How to Reheat Leftovers
Oven Method:
- Preheat your oven to 375°F (190°C).
- Place the fried chicken on a baking sheet lined with aluminum foil or parchment paper.
- Lightly spray or brush the chicken with vegetable oil to help it crisp up.
- Bake for 15-20 minutes, or until the chicken is heated through and the coating is crispy.
Air Fryer Method:
- Preheat your air fryer to 350°F (175°C).
- Arrange the fried chicken in a single layer in the air fryer basket.
- Air fry for 8-10 minutes, shaking the basket halfway through to ensure even heating.
Stovetop Method:
- Heat a skillet over medium heat and add a small amount of vegetable oil.
- Place the fried chicken in the skillet, making sure not to overcrowd the pan.
- Cover the skillet with a lid to help retain moisture.
- Heat for 5-7 minutes on each side, or until the chicken is heated through and the coating is crispy.
Microwave and Oven Combo:
- Place the fried chicken on a microwave-safe plate.
- Microwave on medium power for 2-3 minutes to heat the inside.
- Transfer the chicken to a preheated oven at 375°F (190°C) for 5-10 minutes to crisp up the coating.
Toaster Oven Method:
- Preheat your toaster oven to 375°F (190°C).

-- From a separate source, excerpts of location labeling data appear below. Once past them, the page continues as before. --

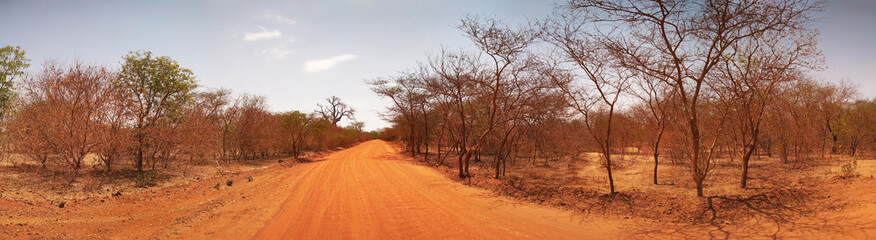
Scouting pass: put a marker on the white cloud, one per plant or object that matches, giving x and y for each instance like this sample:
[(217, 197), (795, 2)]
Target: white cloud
[(319, 65), (263, 35), (278, 52), (279, 18)]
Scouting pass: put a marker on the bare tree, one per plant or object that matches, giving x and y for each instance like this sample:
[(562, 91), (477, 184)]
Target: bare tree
[(684, 41), (66, 107), (753, 71), (335, 111)]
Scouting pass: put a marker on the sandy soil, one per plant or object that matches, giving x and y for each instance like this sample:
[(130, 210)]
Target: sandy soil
[(370, 191), (365, 192)]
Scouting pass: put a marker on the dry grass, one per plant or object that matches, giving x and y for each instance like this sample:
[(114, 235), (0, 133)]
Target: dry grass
[(777, 192), (24, 180)]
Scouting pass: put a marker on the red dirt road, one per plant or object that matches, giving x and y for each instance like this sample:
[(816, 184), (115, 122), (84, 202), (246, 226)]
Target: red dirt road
[(362, 193), (365, 192)]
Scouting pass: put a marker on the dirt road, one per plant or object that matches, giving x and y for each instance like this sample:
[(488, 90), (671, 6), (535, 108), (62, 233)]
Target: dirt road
[(364, 192)]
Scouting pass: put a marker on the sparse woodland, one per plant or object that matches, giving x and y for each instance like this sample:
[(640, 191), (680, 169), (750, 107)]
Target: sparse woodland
[(703, 86), (147, 117)]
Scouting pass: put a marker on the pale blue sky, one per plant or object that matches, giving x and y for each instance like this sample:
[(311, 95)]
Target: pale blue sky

- Place the fried chicken on the toaster oven tray.
- Heat for 10-15 minutes, or until the chicken is hot and the coating is crispy.
Essential Tools for This Recipe
Large bowl: Used for mixing the dry ingredients together to ensure they are well combined.

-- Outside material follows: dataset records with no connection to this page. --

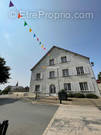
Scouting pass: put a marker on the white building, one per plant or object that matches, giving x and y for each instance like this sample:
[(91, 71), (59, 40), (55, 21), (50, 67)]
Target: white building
[(62, 69)]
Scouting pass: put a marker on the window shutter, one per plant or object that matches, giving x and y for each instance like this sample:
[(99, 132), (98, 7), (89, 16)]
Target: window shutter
[(86, 70), (90, 86), (41, 75)]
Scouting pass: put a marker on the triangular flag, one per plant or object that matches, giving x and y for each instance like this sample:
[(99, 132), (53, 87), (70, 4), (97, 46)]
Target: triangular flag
[(19, 15), (37, 39), (11, 4), (30, 30), (25, 23), (48, 54), (42, 46), (34, 35)]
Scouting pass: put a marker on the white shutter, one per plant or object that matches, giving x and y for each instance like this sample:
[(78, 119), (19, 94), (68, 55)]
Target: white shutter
[(70, 71), (33, 76), (86, 70), (90, 86), (68, 58), (41, 75), (74, 71)]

Whisk: Helps in gradually adding cold water to the dry ingredients and stirring until smooth.
Deep fryer: Essential for heating the oil to the correct temperature and frying the chicken pieces.
Tongs: Useful for dipping the chicken pieces into the batter and flour mixture, and for handling the chicken while frying.

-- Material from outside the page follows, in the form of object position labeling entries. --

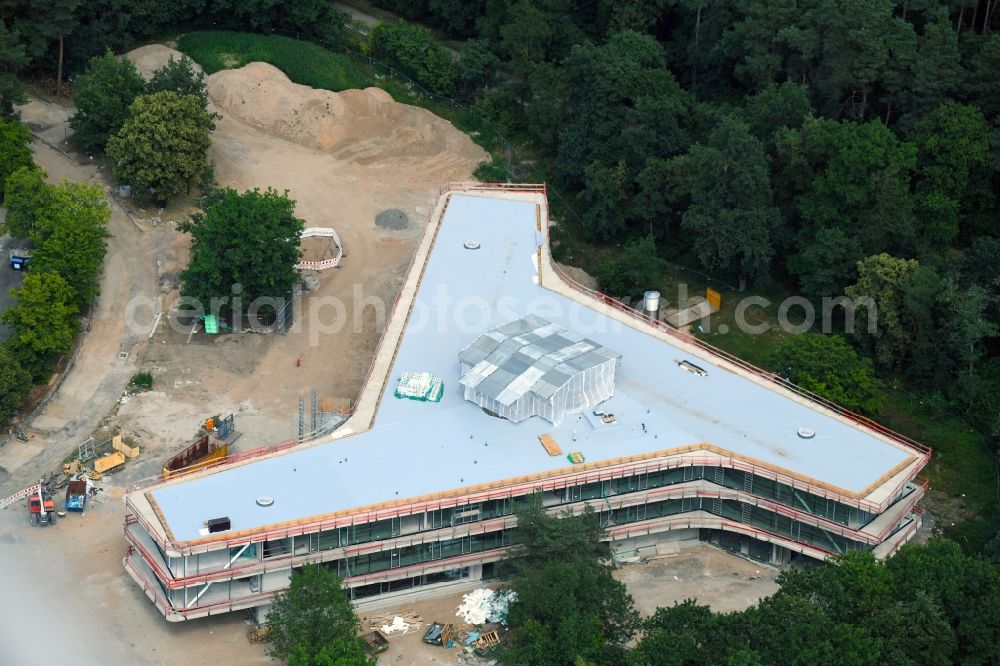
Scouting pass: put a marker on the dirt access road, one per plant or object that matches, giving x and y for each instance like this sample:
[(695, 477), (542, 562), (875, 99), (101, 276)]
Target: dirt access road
[(96, 380)]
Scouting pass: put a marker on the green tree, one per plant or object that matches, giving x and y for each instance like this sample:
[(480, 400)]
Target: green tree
[(776, 107), (829, 366), (632, 272), (313, 623), (12, 60), (14, 151), (568, 609), (417, 53), (970, 327), (953, 144), (827, 261), (881, 279), (15, 384), (731, 216), (70, 237), (27, 194), (161, 149), (855, 177), (861, 40), (104, 94), (477, 66), (181, 76), (44, 319), (249, 239)]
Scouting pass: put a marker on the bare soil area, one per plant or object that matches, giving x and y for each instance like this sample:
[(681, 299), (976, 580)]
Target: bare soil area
[(715, 578), (344, 157), (68, 600)]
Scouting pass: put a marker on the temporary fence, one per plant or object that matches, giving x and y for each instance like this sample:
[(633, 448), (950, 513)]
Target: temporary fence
[(506, 488)]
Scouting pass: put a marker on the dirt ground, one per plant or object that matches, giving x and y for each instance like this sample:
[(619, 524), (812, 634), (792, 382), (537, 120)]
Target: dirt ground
[(72, 597), (345, 158), (718, 579), (68, 600), (712, 576)]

Paper towels: Used for draining the excess oil from the fried chicken pieces to keep them crispy.
Meat thermometer: Ensures that the chicken is cooked through by checking the internal temperature.
Measuring cups: Necessary for accurately measuring the flour, cornstarch, and other ingredients.
Measuring spoons: Used to measure out the salt, pepper, garlic powder, onion powder, and paprika.
Plate or tray: Handy for placing the battered chicken pieces before frying.
Slotted spoon: Useful for removing the fried chicken from the oil while allowing excess oil to drain back into the fryer.
How to Save Time on This Recipe
Prepare ingredients in advance: Measure and mix all dry ingredients the night before to save time on the day of cooking.
Use a thermometer: Ensure the oil is at the right temperature quickly by using a kitchen thermometer.
Double batch the batter: Make extra batter and store it in the fridge for future use, cutting down prep time.
Preheat the oil: Start heating the oil while you prepare the chicken to save time.
Organize your workspace: Arrange all ingredients and tools within reach to streamline the cooking process.

Triple Dipped Fried Chicken Recipe
Ingredients
Chicken
- 8 pieces Chicken pieces drumsticks and thighs
Batter
- 2 cups All-purpose flour
- 1 cup Cornstarch
- 2 teaspoon Baking powder
- 2 cups Water cold
- 2 teaspoon Salt
- 1 teaspoon Black pepper ground
- 1 teaspoon Garlic powder
- 1 teaspoon Onion powder
- 1 teaspoon Paprika
- 1 quart Vegetable oil for frying
Instructions
- 1. In a large bowl, mix together flour, cornstarch, baking powder, salt, black pepper, garlic powder, onion powder, and paprika.
- 2. Gradually add cold water to the dry ingredients, stirring until smooth.
- 3. Dip chicken pieces into the batter, then into the flour mixture, and repeat the process to triple dip.
- 4. Heat oil in a deep fryer to 350°F (175°C).
- 5. Fry chicken pieces in hot oil until golden brown and crispy, about 15 minutes. Ensure chicken is cooked through.
- 6. Drain on paper towels and serve hot.